I want to sort through a Dataframe of about 400k rows, with 4 columns, taking out roughly half of them with an if statement:
for a in range (0, howmanytimestorunthrough):
if ('Primary' not in DataFrameexample[a]):
#take out row
So far I've been testing either one of the 4 below:
newdf.append(emptyline,)
nefdf.at[b,'column1'] = DataFrameexample.at[a,'column1']
nefdf.at[b,'column2'] = DataFrameexample.at[a,'column2']
nefdf.at[b,'column3'] = DataFrameexample.at[a,'column3']
nefdf.at[b,'column4'] = DataFrameexample.at[a,'column4']
b = b + 1
or the same with .loc
newdf.append(emptyline,)
nefdf.loc[b,:] = DataFrameexample.loc[a,:]
b = b + 1
or changing the if (not in) to an if (in) and using:
DataFrameexample = DataFrameexample.drop([k])

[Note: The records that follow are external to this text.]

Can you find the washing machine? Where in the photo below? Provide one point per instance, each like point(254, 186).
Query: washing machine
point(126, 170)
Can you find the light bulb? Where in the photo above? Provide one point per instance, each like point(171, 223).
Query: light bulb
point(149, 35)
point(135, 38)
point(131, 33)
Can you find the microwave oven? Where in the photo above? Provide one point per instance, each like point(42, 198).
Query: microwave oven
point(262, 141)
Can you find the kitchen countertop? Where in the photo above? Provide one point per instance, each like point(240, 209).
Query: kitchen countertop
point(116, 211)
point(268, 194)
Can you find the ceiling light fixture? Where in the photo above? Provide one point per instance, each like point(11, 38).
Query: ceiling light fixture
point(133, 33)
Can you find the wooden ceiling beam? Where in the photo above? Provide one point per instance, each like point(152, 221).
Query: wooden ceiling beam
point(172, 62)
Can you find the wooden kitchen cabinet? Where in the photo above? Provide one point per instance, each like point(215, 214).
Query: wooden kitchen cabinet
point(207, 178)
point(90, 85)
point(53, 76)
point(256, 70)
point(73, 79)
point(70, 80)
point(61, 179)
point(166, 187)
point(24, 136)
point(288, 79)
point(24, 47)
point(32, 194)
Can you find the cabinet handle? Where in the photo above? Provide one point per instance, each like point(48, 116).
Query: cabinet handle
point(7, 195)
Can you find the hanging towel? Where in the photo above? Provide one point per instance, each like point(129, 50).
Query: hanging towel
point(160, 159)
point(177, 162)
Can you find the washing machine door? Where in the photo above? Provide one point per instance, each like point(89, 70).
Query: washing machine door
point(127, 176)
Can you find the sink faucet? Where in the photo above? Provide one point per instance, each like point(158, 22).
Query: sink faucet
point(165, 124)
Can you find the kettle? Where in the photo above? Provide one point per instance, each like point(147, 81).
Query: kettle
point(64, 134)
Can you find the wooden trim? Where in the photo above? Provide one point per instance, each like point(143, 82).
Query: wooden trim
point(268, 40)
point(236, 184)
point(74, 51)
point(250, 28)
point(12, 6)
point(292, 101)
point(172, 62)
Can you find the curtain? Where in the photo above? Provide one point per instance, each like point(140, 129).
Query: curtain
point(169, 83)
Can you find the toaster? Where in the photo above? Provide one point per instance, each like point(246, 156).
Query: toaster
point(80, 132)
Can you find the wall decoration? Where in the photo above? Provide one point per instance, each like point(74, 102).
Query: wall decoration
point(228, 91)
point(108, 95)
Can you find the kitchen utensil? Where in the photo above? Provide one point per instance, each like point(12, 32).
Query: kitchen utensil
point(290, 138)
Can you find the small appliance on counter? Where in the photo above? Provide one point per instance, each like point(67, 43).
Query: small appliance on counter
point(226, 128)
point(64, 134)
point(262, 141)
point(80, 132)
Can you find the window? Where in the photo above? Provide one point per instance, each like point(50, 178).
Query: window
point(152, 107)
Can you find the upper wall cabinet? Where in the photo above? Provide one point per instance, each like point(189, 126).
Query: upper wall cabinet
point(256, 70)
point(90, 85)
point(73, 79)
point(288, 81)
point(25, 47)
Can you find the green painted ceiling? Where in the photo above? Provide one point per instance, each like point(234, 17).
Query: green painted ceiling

or trying to set emptyline to have values, and then append it:
notemptyline = pd.Series(DataFrameexample.loc[a,:].values, index = ['column1', 'column2', ...)
newdf.append(notemptyline, ignore_index=True)
So from what I've managed to test so far, they all seem to work ok on a small number of rows (2000), but once I start getting a lot more rows they take exponentially longer. .at seems slighly faster than .loc even if I need it to run 4 times, but still gets slow (10 times the rows, takes longer than 10 times). .drop I think tries to copy the dataframe each time, so really doesn't work? I can't seem to get .append(notemptyline) to work properly, it just replaces index 0 over and over again.
I know there must be an efficient way of doing this, I just can't seem to quite get there. Any help?